TALLAHASSEE, Fla. -- Florida State receiver Preston Parker will have to sit out the first two games of the 2008 season after pleading guilty Monday to two misdemeanor charges.
The 21-year-old Parker, the Seminoles' most versatile player last season, was arrested in April on a felony charge for allegedly having a loaded .45-caliber pistol in the dashboard of his car. The charge was reduced to a misdemeanor charge of carrying a concealed weapon.
At the time of his arrest, Parker was also charged with misdemeanor marijuana possession, to which he also pleaded guilty in Palm Beach County.
"Preston made a very serious mistake, and there are consequences when one of our boys gets in trouble," head coach Bobby Bowden said in a statement. "Preston will have the opportunity to continue as a student and as an athlete at Florida State, but he will have to earn that right."
Parker will be a junior in the upcoming season. He is set to sit out games against Western Carolina and Chattanooga, and return to play against Wake Forest.
Parker apologized to his teammates and fans in a statement released by his attorney.

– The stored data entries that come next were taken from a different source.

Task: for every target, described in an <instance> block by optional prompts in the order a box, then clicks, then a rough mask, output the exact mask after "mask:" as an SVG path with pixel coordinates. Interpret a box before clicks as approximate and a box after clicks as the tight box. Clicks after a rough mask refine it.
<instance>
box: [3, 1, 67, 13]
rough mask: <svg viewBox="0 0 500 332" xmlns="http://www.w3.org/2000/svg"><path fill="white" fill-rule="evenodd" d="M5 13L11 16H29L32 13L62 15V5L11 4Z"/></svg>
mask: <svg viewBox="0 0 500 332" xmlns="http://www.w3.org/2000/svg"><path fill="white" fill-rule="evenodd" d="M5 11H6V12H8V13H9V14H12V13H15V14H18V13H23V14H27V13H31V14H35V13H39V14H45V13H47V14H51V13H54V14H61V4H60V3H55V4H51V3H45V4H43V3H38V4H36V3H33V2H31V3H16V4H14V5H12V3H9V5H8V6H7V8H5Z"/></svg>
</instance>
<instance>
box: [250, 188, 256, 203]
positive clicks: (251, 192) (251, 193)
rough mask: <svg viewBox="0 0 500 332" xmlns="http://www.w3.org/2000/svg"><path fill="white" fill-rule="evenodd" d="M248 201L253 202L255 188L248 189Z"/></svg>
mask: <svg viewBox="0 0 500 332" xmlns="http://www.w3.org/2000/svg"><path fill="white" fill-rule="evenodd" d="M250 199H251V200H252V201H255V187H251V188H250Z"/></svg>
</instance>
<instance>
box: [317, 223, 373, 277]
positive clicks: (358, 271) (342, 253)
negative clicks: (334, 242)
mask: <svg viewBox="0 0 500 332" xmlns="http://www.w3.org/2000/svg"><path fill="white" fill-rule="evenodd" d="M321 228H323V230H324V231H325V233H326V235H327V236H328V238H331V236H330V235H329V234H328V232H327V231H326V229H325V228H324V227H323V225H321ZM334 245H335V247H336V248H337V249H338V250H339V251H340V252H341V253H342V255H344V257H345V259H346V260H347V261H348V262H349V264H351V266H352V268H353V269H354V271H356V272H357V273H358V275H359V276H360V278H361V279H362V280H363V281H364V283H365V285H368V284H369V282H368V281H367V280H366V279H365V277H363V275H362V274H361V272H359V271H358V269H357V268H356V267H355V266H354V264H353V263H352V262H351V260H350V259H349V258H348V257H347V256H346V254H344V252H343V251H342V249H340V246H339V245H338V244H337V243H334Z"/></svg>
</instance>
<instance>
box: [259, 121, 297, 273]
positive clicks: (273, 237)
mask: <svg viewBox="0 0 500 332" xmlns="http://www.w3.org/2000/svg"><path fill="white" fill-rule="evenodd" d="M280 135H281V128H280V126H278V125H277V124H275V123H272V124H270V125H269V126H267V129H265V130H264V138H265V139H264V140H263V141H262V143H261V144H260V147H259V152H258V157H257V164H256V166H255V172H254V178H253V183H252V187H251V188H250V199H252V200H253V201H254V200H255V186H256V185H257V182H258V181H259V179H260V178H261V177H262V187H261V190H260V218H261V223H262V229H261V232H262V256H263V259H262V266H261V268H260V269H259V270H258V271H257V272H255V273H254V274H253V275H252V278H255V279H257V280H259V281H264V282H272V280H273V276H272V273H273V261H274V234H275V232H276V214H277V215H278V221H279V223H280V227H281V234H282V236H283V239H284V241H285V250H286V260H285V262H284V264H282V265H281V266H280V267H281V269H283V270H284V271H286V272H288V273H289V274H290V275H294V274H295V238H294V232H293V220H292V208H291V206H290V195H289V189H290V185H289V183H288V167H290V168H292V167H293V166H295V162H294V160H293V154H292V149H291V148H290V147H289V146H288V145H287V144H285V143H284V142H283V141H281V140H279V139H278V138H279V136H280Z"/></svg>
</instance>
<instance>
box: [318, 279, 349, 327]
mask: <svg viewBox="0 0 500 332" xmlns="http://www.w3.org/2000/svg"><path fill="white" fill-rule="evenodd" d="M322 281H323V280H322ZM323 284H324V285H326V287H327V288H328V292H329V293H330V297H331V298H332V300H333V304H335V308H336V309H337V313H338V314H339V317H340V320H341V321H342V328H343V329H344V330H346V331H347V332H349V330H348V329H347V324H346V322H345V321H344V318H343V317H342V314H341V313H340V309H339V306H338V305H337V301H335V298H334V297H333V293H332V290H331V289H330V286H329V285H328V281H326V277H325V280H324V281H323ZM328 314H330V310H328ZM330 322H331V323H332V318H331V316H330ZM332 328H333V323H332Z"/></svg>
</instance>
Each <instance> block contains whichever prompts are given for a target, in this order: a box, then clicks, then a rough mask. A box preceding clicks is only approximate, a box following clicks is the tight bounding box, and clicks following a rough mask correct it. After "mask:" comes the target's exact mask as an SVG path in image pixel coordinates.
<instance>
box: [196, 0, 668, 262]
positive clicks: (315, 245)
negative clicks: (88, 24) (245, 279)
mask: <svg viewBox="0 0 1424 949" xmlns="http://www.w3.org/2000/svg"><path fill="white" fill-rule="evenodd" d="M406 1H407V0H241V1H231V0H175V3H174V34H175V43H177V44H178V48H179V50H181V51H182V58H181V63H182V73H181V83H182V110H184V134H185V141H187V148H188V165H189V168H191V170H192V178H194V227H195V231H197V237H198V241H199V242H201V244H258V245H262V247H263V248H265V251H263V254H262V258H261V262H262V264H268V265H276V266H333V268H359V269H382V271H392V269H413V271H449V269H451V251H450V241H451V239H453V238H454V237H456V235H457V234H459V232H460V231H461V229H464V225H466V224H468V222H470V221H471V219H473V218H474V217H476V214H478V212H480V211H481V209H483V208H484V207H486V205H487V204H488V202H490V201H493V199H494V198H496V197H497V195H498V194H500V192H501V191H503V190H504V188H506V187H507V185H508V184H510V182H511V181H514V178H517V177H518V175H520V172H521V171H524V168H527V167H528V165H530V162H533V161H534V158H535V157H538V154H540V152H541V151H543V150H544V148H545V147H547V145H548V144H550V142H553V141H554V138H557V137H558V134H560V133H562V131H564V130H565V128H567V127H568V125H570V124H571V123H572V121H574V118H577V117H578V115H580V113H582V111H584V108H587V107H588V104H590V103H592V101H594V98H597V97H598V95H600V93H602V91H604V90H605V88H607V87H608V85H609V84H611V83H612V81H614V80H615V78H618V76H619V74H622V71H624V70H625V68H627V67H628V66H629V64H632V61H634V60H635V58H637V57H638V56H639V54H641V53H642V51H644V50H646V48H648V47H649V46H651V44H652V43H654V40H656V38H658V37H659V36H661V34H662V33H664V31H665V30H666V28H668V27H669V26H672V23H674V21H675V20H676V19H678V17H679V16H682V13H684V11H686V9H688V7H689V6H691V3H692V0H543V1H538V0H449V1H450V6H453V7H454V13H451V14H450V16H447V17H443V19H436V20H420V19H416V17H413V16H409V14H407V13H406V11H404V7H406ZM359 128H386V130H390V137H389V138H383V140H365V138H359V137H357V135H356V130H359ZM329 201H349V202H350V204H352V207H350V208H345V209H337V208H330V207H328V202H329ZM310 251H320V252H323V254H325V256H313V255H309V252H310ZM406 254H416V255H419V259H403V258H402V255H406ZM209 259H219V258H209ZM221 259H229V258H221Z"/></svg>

"I fully blame myself for being in this situation, because it could've easily been avoided," Parker wrote.
Parker scored five touchdowns last year. He caught a team-leading 62 passes, was second on the Seminoles in rushing and was Florida State's main punt returner.
As part of a plea agreement, Parker will perform 50 hours of community service and serve 12 months of probation.

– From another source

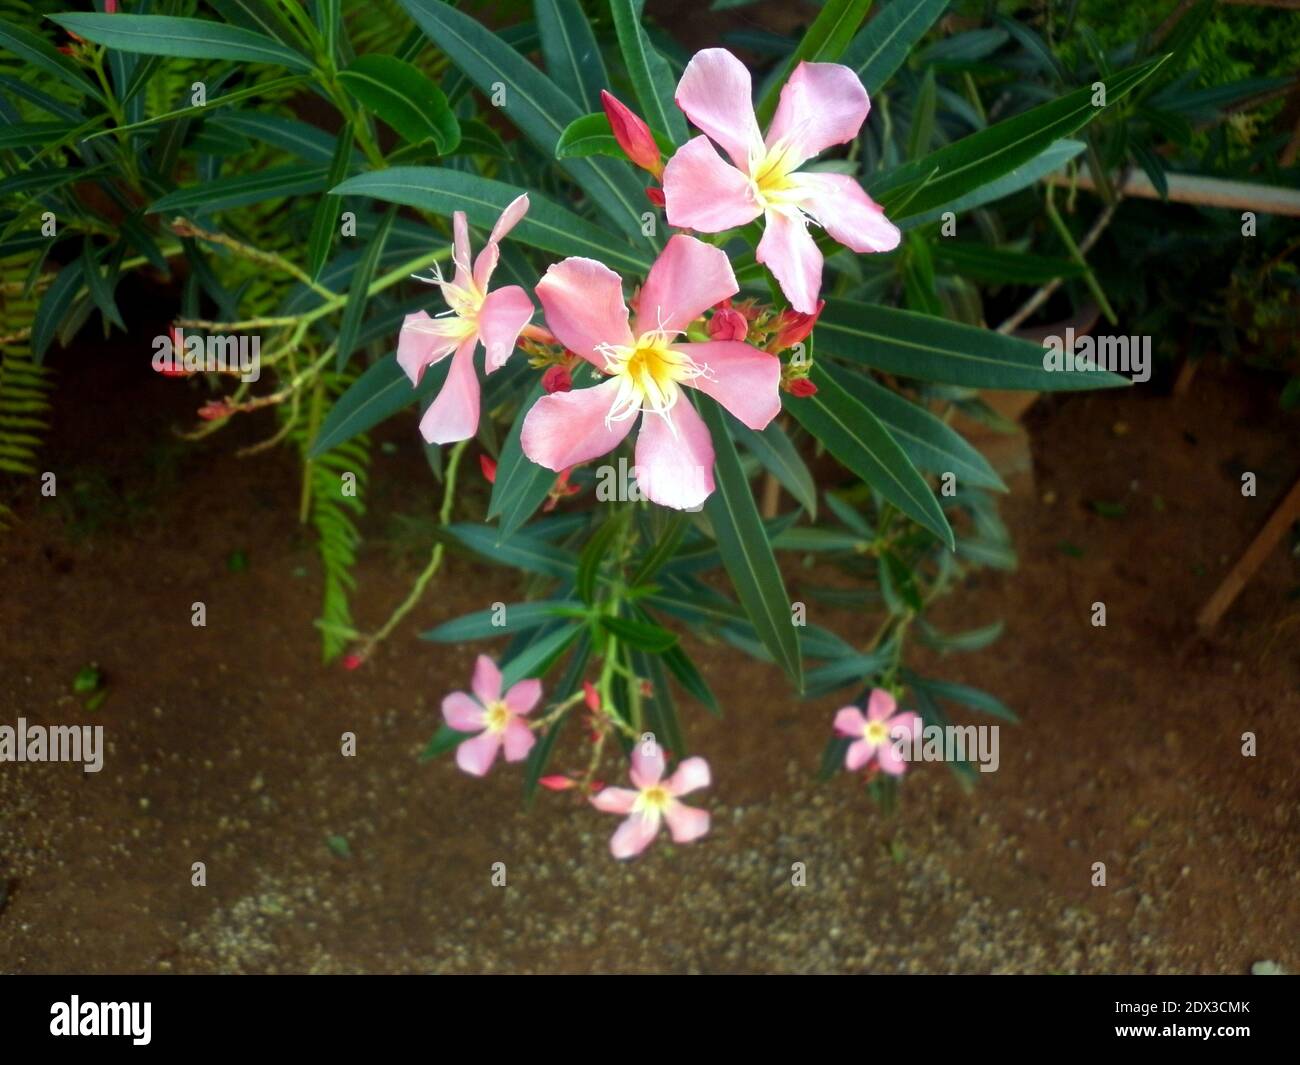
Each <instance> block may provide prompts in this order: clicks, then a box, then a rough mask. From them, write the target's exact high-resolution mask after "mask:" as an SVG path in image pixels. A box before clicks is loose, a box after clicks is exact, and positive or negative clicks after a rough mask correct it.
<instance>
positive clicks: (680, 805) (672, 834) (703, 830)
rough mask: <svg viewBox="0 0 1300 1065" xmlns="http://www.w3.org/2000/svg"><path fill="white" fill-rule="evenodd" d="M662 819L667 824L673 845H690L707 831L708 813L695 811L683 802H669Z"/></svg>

Besides the two-game suspension, the university has set several other conditions for Parker to remain on the team. Those include moving into a supervised dorm, going to weekly study hall, performing an additional 50 hours of community service, attending weekly sessions with the school office that enforces NCAA regulations, submitting to drug testing and mentoring at-risk students.
"He wants to move forward with doing whatever he needs to do to get himself back in good graces with the university and back out to what he does on the football field. This is his first step toward doing that," said Parker's attorney, Jason Weiss.